A Covid-19 “cure” that had been declared fake last July resurfaced last week: “Finally, an Indian student from Pondicherry university named Ramu found a home remedy for Covid-19, which is for the very first time accepted by [the World Health Organization].” The remedy? One tablespoon of black pepper powder, two tablespoons of honey and some ginger juice to be consumed for five consecutive days to suppress the effects of Covid-19.

Many of us probably saw or heard the news that health director-general Tan Sri Dr Noor Hisham Abdullah was about to tender his resignation. But before long, he tweeted to clarify that “This is another [piece of] fake news”.

The doctor told media practitioners that they were the “vaccine” needed to combat misinformation and disinformation related to Covid-19. “What’s important now is us trying to handle or vaccinate against fake news — where, to [debunk] viral fake news, we rely on our friends in the media. You are our vaccine, actually, with regard to fake news,” he said.

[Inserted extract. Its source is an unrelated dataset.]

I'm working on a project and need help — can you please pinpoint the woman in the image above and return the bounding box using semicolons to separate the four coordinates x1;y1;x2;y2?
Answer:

Even the Sultan of Selangor, Sultan Sharafuddin Idris Shah, recently highlighted his concerns over the increase and spread of fake news on social media, especially when used to slander.

It is not always easy to spot when something is fake, though. Sometimes, it’s just an exaggeration or half-truth.

The University of Iowa Library website, for example, says there are seven types of misinformation and disinformation. They are false connection, false context, manipulated content, satire or parody, misleading content, imposter content and fabricated content. Other websites even include clickbait, propaganda, sloppy journalism and biased or slanted news as types of fake news.

Interestingly, another study states that there is a strong link between “the fear of missing out” (FOMO) and the spread of fake news. It says, “It is an anxiety that grips individuals when they feel excluded from their social or peer group.”

Satire, however, is one type of “fake news” that most people enjoy reading and perhaps passing on to others, given that it is always tongue-in-cheek and mostly entertaining — although, admittedly, some segments of society cannot recognise satire even if it bites them in the bottom.

The Tapir Times, which describes itself as a silly work of satire and fiction, has always been a very entertaining read. But have you noticed that they have gone quiet? The link to the publication’s website (www.thetapir

times.com) leads to a page that says “This site cannot be reached” and its last update on Facebook appears to be on Jan 18. The site was started in 2012 as Fake Malaysia News and often made fun of local politics and politicians, who, generous to a fault, always ensured tonnes of fodder.

I bet they would have done a fantastic job with the confusion over Chinese New Year SOPs or the super short three-day quarantine period for Malaysian ministers returning from abroad compared with 10 to 14 days for mere mortals.